Of course, those of us who have been around for a while recognize this scenario as the harbinger of a hardening market. PIA members have the benefit of the association’s Market Transition Tool Kit to help them deal with this cycle—it includes market news; expert discussions about market cycles; consumer materials to help agents have valuable and proactive discussions about their rates; and access to education that will help any agency’s staff sell more in these market conditions. For a veteran like me, it’s hard to believe that many agents and/or their employees have never experienced a hard market. While for some reasons we will welcome it (Think: more measured underwriting and reasonable rates), many of us will remember the work and greater necessity for customer education that can come with it. I’ve read several trade publication articles in the Market Transition Tool Kit that say a hard market is inching toward us. MarketScout reported an overall increase in the property/casualty industry rates of about 4 percent in the first half of the year, but those of us in coastal areas know this sector is firming up at a particularly fast pace.
Even politicians recognize this. Right before announcing grants to areas that were ravaged by Irene and Lee last year, Governor Cuomo issued a press release in July urging homeowners to check their policies and make sure they have adequate storm coverage. No doubt, he’s taking a proactive stance before the anniversary of the Labor-Day hurricanes in an attempt to avoid a crisis when tropical storms like those from last year hit.
Of course, this is an unabashed segue into the need for legislative action to standardize windstorm triggers. It’s beyond me how lawmakers in the Senate could have left their posts this summer without passing the bill that would have helped their constituents before the hurricane season hit. Nobody can say they haven’t been warned. I’m not just talking about my regular appeals that run in this column: Late this spring, PIANY members participated in a letter-to-the-editor campaign that resulted in newspapers across the state urging lawmakers to standardize windstorm triggers. I know of several people, including myself, Peter Resnick, Jeffrey Greenfield, Rich Savino and of course, PIA staff who have testified before the Department of Financial Services about the need for standardization. The public disaster that policymakers and insurers alike will face when homeowners are hit with a storm that illuminates the massive discrepancies in policy to policy shouldn’t be a surprise to anyone at this point. Yet, somehow, the State Senate continues to fail to take action to remedy the problem. When the storms do hit, those same senators will damn the industry and have hearings and meetings … after all there is an election coming up in November.

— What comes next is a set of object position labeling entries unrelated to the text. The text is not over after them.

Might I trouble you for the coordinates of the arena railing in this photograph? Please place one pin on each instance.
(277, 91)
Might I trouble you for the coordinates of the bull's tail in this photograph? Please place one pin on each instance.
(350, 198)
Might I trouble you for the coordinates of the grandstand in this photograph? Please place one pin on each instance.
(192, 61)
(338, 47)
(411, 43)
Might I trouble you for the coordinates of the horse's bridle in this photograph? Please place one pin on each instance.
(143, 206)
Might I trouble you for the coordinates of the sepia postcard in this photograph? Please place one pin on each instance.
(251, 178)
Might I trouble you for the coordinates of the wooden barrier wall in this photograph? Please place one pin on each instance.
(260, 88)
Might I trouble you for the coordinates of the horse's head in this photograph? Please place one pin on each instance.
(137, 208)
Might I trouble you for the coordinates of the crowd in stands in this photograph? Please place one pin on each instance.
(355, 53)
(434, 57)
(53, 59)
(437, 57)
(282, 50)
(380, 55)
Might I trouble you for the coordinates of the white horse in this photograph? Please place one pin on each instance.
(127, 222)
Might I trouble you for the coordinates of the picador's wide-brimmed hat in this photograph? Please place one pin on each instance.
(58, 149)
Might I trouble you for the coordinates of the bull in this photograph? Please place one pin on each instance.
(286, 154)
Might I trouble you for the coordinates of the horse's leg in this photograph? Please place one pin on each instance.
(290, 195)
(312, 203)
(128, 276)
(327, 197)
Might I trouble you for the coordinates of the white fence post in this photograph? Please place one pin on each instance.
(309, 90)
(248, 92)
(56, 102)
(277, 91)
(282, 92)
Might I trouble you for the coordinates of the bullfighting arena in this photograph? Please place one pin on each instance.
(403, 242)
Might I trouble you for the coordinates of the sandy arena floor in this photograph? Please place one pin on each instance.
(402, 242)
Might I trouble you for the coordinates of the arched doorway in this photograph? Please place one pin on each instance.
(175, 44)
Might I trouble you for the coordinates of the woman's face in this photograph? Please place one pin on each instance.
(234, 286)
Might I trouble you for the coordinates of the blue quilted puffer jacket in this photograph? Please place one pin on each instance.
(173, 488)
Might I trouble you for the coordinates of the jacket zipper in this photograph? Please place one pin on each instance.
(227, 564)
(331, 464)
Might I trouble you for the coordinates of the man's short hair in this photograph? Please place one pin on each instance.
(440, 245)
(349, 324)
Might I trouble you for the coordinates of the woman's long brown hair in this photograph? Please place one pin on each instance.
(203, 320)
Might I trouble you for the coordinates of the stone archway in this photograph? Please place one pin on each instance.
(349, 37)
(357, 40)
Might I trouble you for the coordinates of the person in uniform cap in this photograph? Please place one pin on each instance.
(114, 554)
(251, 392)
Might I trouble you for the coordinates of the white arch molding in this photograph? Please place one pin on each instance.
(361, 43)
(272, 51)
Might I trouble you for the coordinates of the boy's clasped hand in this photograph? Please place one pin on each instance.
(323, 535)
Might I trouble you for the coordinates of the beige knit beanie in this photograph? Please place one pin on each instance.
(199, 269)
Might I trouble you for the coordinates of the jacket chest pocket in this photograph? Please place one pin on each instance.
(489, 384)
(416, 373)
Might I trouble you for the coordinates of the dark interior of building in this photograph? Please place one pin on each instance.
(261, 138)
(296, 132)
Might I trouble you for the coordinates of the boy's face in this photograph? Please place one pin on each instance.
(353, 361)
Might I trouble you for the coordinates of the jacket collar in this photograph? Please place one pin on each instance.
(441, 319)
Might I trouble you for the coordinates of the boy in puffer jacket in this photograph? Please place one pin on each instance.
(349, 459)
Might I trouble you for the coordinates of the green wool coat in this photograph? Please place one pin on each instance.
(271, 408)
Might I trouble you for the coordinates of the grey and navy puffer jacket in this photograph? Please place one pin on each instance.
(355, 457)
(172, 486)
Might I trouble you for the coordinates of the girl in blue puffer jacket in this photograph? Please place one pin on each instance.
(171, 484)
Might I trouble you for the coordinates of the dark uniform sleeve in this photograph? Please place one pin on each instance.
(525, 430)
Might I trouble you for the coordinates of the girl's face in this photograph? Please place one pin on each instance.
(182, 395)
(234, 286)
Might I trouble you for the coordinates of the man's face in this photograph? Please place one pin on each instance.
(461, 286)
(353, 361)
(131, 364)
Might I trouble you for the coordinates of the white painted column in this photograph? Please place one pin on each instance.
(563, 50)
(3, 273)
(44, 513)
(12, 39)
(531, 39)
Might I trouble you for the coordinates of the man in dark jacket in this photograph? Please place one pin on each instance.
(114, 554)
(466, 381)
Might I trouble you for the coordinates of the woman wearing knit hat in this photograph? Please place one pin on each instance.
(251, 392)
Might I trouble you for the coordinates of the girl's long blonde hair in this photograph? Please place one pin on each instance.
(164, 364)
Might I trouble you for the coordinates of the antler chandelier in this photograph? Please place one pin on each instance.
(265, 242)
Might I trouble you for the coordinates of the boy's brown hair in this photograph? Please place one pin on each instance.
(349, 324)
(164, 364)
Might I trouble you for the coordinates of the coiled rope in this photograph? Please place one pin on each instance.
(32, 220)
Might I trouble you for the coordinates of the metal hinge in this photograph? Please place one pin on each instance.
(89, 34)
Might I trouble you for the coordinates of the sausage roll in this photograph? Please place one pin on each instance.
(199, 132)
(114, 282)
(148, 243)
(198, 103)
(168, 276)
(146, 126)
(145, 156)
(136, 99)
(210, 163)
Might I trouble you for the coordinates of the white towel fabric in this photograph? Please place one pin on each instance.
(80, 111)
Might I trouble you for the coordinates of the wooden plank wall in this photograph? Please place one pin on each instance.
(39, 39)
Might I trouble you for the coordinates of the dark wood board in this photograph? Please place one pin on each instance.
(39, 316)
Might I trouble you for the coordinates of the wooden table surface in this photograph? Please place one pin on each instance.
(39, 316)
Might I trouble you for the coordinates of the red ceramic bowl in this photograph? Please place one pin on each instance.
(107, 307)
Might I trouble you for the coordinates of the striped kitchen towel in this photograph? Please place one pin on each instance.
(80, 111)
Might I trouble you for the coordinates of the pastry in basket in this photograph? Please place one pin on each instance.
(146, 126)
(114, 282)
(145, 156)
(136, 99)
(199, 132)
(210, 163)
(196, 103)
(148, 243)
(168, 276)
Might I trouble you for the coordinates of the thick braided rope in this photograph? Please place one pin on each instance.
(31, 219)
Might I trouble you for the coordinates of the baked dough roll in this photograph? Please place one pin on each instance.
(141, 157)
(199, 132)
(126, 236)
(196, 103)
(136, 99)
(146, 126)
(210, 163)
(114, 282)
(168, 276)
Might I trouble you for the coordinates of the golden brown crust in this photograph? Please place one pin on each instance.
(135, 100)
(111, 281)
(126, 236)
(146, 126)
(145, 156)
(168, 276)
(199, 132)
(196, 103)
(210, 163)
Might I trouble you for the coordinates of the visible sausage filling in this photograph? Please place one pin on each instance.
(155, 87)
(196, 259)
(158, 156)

I mentioned earlier the veterans of our industry, and I wanted to make note of one our industry recently lost. Recently, I heard that a good friend and professional, Phil Platzer, passed away. Phil was a consultant for insureds and he was probably was one of the nicest people I ever had the opportunity to meet. He had a constant smile and always had good things to say about people. This world will surely miss him. It’s a shame there aren’t more people like Phil in this world.